What You Need to Know About STD Tests
There are several different reasons from different people in the plan of getting an STD test. The fact is even medical experts and doctors can have varying opinions with regards to who among individuals must be tested for carrying a specific sexually transmitted disease. But generally speaking, whenever an official recommendation is handed out, the decision is usually based on statistics obtained from factors like that of infection rates and sexual activity. But on a personal perspective, it still is best to gather your own information and educate yourself, especially if there is reason to believe that you may be prone to getting an STD.
In reality, there’s nothing wrong in trying to learn more about STD testing guidelines and it in fact can provide you very helpful information about the possibility of you getting tested based on certain factors such as your sexual activity.

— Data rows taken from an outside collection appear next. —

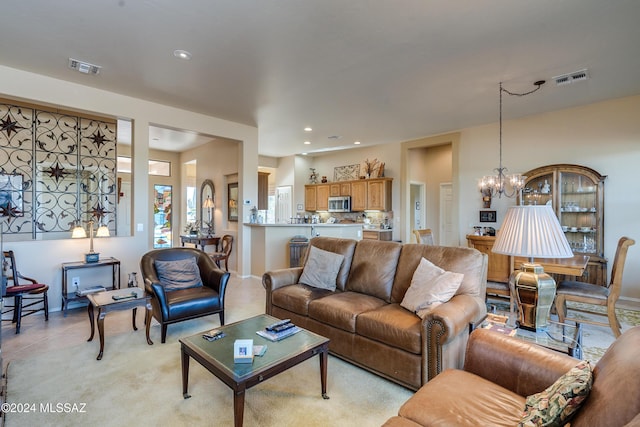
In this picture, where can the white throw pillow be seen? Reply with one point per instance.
(430, 287)
(321, 269)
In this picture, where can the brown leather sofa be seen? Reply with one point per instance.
(500, 371)
(179, 305)
(363, 317)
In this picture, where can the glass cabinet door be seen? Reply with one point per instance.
(576, 194)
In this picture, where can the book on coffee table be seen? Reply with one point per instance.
(277, 336)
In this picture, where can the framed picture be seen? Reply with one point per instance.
(487, 216)
(11, 195)
(232, 197)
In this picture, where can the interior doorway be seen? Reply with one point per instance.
(417, 205)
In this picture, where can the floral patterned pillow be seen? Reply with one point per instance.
(556, 405)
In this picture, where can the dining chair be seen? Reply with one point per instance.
(590, 294)
(424, 236)
(24, 296)
(226, 246)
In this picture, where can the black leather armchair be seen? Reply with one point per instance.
(184, 304)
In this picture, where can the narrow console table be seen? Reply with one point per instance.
(67, 266)
(201, 241)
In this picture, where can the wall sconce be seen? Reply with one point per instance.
(79, 232)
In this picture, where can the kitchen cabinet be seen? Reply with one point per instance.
(379, 194)
(377, 234)
(340, 189)
(366, 194)
(358, 196)
(316, 197)
(576, 194)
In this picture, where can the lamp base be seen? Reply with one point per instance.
(91, 257)
(533, 291)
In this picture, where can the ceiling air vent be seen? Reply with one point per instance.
(83, 67)
(569, 78)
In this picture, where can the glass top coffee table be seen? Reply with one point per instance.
(562, 337)
(217, 357)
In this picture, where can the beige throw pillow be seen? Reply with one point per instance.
(321, 269)
(430, 287)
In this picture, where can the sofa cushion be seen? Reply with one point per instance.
(555, 405)
(373, 268)
(468, 261)
(321, 269)
(344, 247)
(178, 274)
(459, 398)
(296, 298)
(341, 309)
(392, 325)
(430, 287)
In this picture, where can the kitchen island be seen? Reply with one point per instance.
(270, 242)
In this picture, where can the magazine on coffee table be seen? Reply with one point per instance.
(277, 336)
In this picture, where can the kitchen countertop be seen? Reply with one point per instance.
(322, 224)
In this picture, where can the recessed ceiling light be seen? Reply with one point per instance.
(182, 54)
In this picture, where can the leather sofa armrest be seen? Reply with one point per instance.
(157, 290)
(274, 279)
(445, 331)
(519, 366)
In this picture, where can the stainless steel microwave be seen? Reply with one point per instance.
(340, 204)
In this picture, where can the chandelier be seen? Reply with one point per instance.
(492, 185)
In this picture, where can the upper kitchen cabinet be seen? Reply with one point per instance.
(316, 197)
(379, 194)
(576, 194)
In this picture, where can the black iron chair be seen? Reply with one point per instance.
(172, 306)
(27, 298)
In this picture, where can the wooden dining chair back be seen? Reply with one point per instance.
(28, 298)
(590, 294)
(226, 246)
(424, 236)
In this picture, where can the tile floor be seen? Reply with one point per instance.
(244, 298)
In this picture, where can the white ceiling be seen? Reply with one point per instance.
(375, 71)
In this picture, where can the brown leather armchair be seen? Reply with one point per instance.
(184, 304)
(501, 371)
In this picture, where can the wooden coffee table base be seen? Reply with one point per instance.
(240, 387)
(103, 309)
(194, 347)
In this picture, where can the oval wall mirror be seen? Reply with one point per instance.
(207, 206)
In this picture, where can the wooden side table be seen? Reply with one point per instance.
(103, 262)
(201, 241)
(105, 302)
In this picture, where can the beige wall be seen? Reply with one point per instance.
(604, 136)
(45, 257)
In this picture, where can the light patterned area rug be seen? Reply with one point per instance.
(138, 384)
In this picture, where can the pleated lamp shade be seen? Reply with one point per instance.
(532, 231)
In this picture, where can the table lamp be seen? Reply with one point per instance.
(532, 231)
(209, 205)
(79, 232)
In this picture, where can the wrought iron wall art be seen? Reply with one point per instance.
(67, 166)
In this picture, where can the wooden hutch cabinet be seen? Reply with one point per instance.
(576, 194)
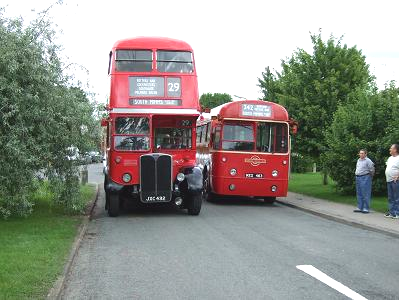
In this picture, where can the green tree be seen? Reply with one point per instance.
(312, 85)
(209, 100)
(368, 120)
(41, 115)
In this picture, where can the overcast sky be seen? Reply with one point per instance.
(233, 41)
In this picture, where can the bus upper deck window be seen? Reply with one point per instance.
(175, 61)
(133, 60)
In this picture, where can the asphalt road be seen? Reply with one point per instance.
(235, 249)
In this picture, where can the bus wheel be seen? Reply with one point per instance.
(269, 200)
(194, 204)
(113, 206)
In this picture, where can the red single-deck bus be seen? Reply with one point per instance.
(243, 148)
(153, 107)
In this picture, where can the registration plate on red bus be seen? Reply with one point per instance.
(254, 175)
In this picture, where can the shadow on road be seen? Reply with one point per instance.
(241, 201)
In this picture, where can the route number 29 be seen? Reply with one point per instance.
(173, 86)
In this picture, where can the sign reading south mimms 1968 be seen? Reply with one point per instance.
(154, 87)
(146, 86)
(256, 110)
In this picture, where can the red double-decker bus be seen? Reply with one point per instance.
(243, 148)
(152, 112)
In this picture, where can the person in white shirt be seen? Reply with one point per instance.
(392, 176)
(364, 173)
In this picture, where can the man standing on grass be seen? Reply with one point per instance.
(364, 173)
(392, 175)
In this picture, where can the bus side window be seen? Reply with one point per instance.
(199, 129)
(281, 138)
(216, 138)
(207, 132)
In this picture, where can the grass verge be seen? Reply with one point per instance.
(311, 184)
(33, 250)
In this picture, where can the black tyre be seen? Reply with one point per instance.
(194, 204)
(113, 206)
(269, 200)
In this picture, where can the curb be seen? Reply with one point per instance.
(58, 287)
(341, 220)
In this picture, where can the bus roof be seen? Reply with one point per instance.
(152, 43)
(250, 109)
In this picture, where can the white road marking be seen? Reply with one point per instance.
(319, 275)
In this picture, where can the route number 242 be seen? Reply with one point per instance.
(173, 86)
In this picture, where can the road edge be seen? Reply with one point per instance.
(340, 220)
(56, 290)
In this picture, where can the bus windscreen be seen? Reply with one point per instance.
(133, 60)
(175, 61)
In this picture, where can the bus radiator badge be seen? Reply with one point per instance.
(255, 160)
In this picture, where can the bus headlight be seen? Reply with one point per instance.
(126, 177)
(180, 177)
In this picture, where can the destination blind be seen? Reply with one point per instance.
(256, 110)
(154, 87)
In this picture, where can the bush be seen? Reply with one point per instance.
(369, 121)
(41, 115)
(300, 163)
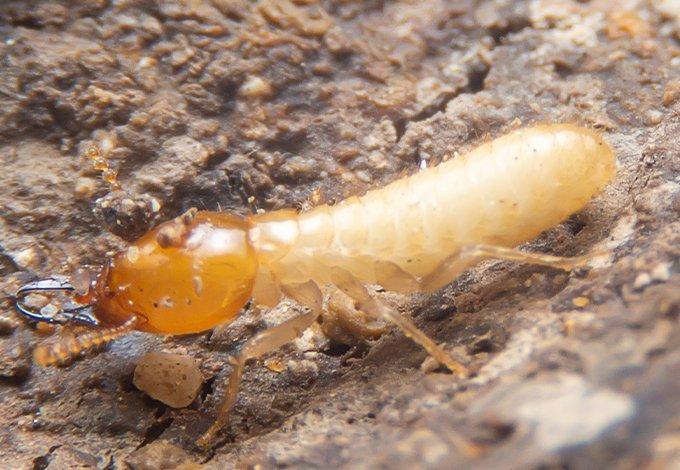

First of all, if you are an adult or pregnant woman who sees and considers yourself as sexually active, the CDC or Centers for Disease Control and Prevention stresses the importance of undergoing HIV test. The good news is unlike before you can now get tested for gonorrhea and chlamydia through your urine, which means that it’s no longer invasive like before. Know that everyone has the right and freedom to go to a doctor and have these tests requested.
In a study summed up into a surveillance report by the CDC in 2006, it was revealed that people aged 15 to 24 represented 50% of the STD cases during that year, which means that if you belong to this group and consider yourself as sexually active, then you must also subject yourself to STD testing. This is very true when it comes to common diseases like HIV, syphilis, and gonorrhea. The question of how often should you get tested for those diseases is largely dependent on your sexual behavior.
How about men who have sexual relationships with women exclusively? If this is the case for you, know that majority of doctors won’t bother testing you for many types of STDs aside from HIV. On the other hand, you still might be required to get tested in case you are showing symptoms of an STD that’s different to that of HIV.
Finally, for men who are involved in a sexual relationship with other men, it is very important to get STD testing, especially for HIV and syphilis. The obvious reason is because this group comes with very high probabilities of contracting both infections. The frequency or the question of how often you must subject yourself to screenings depends mainly on the number of partners you have.